La campagne menée par l’administration Trump visant à détruire des navires soupçonnés de trafic de drogue dans les eaux latino-américaines se poursuit depuis début septembre et a fait au moins 183 morts au total. D’autres frappes ont eu lieu dans la mer des Caraïbes.
L’armée n’a fourni aucune preuve indiquant que ces navires transportaient de la drogue.
Ces attaques ont débuté alors que les États-Unis renforçaient leur présence militaire dans la région, la plus importante depuis des générations, et ont précédé de plusieurs mois le raid de janvier qui a permis de capturer le président vénézuélien de l’époque, Nicolás Maduro. Ce dernier a été emmené à New York pour y être jugé pour trafic de drogue et a plaidé non coupable.
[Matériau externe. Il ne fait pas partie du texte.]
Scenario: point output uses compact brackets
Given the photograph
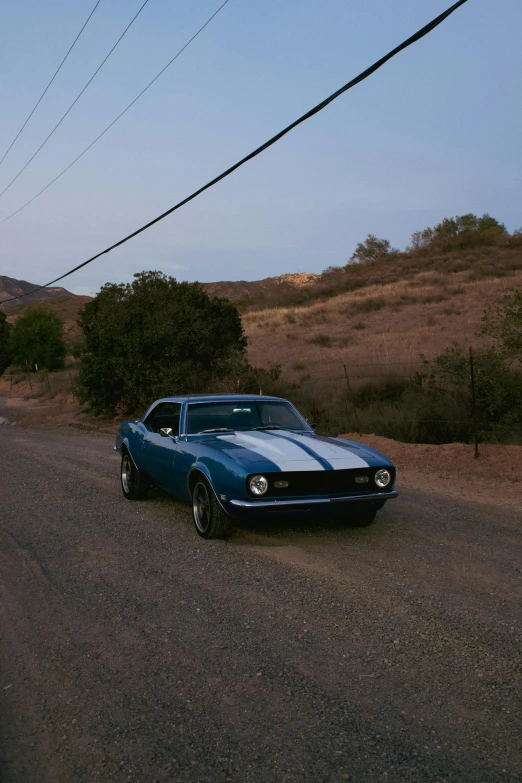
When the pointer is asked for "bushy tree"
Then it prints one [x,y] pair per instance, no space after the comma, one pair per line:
[154,337]
[459,232]
[37,340]
[5,342]
[504,323]
[373,249]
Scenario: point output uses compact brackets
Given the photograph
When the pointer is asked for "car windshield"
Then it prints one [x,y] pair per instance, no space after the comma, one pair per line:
[242,415]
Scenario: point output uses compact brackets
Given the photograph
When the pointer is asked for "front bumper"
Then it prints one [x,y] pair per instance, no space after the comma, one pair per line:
[271,505]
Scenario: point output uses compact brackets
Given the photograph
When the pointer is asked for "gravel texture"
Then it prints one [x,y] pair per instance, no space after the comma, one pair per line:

Lors de la dernière attaque vendredi, le Commandement Sud des États-Unis a réitéré ses déclarations précédentes en affirmant avoir pris pour cible les trafiquants de drogue présumés le long de routes de contrebande connues. Il a publié une vidéo sur X montrant un bateau flottant sur l’eau avant qu’une explosion ne le réduise en flammes.
Le président Donald Trump a déclaré que les États-Unis étaient en «conflit armé» avec les cartels d’Amérique latine et a justifié ces attaques comme une escalade nécessaire pour endiguer le flux de drogue vers les États-Unis.
Les détracteurs, quant à eux, ont remis en question la légalité de ces frappes contre les bateaux.